Nachrichten über Korruption, Drogenschmuggel und organisiertes Verbrechen in dem EU-Beitrittskandidat Albanien halten sich hartnäckig. Zudem hat das kleine Adria-Land schon mehrfach Fristen der EU zur Verabschiedung einer Justizreform verstreichen lassen. Doch es tut sich auch was - zum Beispiel bei der früher so verhassten Staatspolizei.

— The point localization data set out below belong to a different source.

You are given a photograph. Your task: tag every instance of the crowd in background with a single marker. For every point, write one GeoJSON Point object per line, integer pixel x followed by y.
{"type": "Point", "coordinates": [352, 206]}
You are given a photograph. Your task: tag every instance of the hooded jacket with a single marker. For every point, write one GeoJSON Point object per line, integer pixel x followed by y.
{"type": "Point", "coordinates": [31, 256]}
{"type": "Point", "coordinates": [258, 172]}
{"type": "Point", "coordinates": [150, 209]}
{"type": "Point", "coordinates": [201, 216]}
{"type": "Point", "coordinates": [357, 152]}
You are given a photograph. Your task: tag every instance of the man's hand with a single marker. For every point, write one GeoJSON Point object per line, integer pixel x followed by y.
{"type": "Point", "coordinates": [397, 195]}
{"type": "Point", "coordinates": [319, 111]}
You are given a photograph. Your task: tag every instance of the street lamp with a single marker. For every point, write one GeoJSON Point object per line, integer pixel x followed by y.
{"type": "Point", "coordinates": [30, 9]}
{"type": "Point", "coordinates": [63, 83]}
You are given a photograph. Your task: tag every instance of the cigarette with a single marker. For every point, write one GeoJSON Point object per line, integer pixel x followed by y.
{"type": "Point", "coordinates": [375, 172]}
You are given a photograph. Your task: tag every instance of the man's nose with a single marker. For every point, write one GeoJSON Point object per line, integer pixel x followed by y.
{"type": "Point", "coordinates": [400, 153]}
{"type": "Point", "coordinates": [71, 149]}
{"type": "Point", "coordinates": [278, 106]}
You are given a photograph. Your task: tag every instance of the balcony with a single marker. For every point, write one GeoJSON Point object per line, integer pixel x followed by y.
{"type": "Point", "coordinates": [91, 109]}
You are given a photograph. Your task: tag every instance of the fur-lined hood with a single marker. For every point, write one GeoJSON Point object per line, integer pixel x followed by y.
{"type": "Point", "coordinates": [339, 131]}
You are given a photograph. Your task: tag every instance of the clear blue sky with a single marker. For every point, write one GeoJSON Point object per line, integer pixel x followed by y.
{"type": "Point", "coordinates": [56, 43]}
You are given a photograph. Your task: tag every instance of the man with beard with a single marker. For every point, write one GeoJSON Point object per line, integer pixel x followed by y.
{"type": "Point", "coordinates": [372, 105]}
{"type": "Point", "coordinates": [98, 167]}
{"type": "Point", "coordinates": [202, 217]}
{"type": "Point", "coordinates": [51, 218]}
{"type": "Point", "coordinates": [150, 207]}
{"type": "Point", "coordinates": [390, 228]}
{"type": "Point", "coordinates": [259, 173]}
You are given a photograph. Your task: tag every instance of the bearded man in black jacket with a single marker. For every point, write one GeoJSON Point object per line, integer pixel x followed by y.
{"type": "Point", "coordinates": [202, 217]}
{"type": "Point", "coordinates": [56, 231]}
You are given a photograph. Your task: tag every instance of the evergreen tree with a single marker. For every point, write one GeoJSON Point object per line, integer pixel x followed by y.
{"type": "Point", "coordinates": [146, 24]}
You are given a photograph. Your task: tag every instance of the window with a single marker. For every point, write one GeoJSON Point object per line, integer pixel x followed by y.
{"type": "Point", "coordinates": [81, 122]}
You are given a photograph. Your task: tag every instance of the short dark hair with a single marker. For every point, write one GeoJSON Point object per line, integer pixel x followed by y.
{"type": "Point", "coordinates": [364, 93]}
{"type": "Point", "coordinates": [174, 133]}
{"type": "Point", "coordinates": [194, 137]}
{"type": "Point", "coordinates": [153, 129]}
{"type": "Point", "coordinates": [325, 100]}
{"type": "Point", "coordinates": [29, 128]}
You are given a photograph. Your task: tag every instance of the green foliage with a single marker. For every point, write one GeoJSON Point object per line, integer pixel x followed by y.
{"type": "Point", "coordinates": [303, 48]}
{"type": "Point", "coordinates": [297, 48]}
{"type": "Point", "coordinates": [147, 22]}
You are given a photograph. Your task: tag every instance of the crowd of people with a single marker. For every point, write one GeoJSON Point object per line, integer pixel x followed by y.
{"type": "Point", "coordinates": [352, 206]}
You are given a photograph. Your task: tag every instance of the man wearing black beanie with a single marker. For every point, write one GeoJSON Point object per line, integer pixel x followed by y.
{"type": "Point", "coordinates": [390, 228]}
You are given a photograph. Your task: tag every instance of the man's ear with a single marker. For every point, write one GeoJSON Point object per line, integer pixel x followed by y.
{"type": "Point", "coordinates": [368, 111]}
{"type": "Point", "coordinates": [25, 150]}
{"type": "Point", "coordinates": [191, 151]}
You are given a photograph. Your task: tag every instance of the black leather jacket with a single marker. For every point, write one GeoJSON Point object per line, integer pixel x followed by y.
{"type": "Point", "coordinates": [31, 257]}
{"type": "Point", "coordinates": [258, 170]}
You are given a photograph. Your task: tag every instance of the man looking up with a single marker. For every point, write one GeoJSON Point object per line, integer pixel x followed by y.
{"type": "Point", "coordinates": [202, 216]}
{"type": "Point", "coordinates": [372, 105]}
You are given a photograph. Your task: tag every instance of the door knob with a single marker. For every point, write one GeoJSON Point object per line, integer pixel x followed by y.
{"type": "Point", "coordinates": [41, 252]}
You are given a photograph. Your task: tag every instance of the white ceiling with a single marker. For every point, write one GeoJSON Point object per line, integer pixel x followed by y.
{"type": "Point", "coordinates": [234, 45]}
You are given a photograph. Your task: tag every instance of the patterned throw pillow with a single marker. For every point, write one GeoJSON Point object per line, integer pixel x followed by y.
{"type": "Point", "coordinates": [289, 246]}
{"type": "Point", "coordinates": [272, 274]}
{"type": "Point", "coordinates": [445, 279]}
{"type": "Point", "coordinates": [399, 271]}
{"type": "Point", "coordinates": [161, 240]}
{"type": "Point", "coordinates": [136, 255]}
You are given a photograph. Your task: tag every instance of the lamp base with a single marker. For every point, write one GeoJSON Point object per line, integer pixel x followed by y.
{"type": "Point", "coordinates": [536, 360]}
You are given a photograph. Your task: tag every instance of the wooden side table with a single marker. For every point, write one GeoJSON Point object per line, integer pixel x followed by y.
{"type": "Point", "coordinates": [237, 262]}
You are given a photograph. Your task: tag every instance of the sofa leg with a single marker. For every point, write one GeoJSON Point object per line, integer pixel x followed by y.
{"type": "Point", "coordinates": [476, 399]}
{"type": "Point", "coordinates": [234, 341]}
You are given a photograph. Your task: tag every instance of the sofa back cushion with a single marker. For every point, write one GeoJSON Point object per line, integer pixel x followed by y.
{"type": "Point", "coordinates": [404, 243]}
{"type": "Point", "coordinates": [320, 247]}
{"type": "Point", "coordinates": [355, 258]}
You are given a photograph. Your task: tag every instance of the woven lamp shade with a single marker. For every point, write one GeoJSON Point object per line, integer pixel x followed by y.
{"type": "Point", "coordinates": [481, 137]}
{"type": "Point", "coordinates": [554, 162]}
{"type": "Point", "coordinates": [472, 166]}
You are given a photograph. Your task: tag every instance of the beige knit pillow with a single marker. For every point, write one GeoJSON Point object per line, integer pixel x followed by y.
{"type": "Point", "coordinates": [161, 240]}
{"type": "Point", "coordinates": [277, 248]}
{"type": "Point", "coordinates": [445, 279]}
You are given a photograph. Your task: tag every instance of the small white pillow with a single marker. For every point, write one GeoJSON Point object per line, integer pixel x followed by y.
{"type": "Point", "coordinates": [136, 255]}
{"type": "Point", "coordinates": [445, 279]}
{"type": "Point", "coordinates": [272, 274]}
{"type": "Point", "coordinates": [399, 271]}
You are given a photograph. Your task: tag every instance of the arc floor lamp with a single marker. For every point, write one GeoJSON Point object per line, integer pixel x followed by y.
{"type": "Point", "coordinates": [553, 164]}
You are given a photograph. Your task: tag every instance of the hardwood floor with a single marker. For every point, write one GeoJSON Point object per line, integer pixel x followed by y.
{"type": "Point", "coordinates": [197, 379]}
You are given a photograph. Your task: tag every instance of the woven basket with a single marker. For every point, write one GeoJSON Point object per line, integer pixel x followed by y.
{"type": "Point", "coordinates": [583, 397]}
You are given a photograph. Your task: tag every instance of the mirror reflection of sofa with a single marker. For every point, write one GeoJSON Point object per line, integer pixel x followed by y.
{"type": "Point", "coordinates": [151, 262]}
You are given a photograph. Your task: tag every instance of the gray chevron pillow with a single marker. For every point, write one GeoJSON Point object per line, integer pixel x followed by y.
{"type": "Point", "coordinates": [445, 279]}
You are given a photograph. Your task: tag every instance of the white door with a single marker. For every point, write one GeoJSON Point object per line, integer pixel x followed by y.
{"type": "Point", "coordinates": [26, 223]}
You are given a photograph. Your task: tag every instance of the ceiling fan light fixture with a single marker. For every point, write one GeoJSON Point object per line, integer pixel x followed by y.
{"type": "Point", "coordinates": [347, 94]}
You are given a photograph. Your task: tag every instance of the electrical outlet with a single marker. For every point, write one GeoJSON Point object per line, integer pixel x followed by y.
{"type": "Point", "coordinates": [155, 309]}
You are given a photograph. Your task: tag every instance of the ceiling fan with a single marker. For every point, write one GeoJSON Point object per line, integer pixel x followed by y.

Von Christoph Kersting | 02.08.2016
    Schicht-Ende für Edson Zhoga an diesem Freitag kurz nach 16 Uhr. Der 28-Jährige steuert sein Motorrad über den Parkplatz der Polizeizentrale von Tirana. Er ist froh, in der Sommerhitze endlich seinen Helm abnehmen zu können. Sein letzter Einsatz liegt nur 20 Minuten zurück: ein schwerer Unfall auf einer Ausfallstraße der Hauptstadt, es gab Schwerverletzte, und die Straße musste abgesperrt werden. Der groß gewachsene, zurückhaltende Mann ist Mitglied einer neuen Sondereinheit der albanischen Staatspolizei:
    "Ich gehöre zur Shqiponjë-Einheit, das bedeutet Adler, weil wir auf Motorrädern unterwegs sind. Die Adler gibt es seit einem Jahr, 150 sind wir inzwischen. Wir kümmern uns um die schwierigen Fälle: Raub, Einbrüche, Mord. In meiner Familie ist das eine Tradition, mein Vater war auch schon Polizist. Aber die Polizei hatte bei uns immer ein schlechtes Image, das ändert sich gerade, das spürt man sehr deutlich, die Leute rufen uns und wissen, dass wir kommen, um zu helfen. Wir sind so etwas wie eine neue Generation von Polizisten.”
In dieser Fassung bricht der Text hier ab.